"We expect this year’s holiday sales push to be quite aggressive," says Tod Marks, the shopping guru at Consumer Reports. "Maybe not at the level seen during the dark days of Christmas 2008 and 2009, but fairly close. From Sam’s Club to Macy’s, JR.com to Talbots, merchants are already aggressively dangling offers such as buy one get one free, across-the-store 25 percent discounts off on certain days, free shipping, hourly markdowns, and the like."
But consumers may not be in such a rush.

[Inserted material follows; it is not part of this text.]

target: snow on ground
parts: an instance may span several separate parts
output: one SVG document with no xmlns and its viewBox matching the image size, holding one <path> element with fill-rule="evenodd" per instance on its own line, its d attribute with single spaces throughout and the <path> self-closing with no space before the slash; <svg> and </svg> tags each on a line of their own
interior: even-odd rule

In a recent Consumer Reports survey, just 8% of shoppers said they planned to complete their holiday shopping prior to Thanksgiving, while 25% said they expected to finish shopping by the end of November.
Will Black Friday bring good deals?
Best Buy launched a "Shop Early Sale", but our findings showed that people might not save more than $10 for rushing in early. Sears, Macy's, and CVS Black Friday circulars have been leaked on the web, and you can see a sampling of their deals. (Sears plans to open on Thanksgiving itself for the first time in its history.) Fat Wallet has a compilation of Black Friday deals from all over the internet.
Black Friday typically features plenty of the usual doorbusters of TVs, computers, MP3 players, digital cameras, and other goods sold as loss leaders to excite consumers and entice them to shop. But don’t waste your time waking up before dawn or heading out at midnight to score these types of bargains since stores typically have a very limited supply on hand. And they don’t generally give out rainchecks if someone beats you to the last one.
More and more retailers — and e-tailers — will be featuring great deals online -- daily, hourly, at lunch time, after dinner, and at other times — to keep the cash registers churning. Tod Marks offers this advice: "So before you hit the malls, do an internet price search comparison to see if a particular deal really is unbeatable. Chances are, you can do as good or better without leaving home."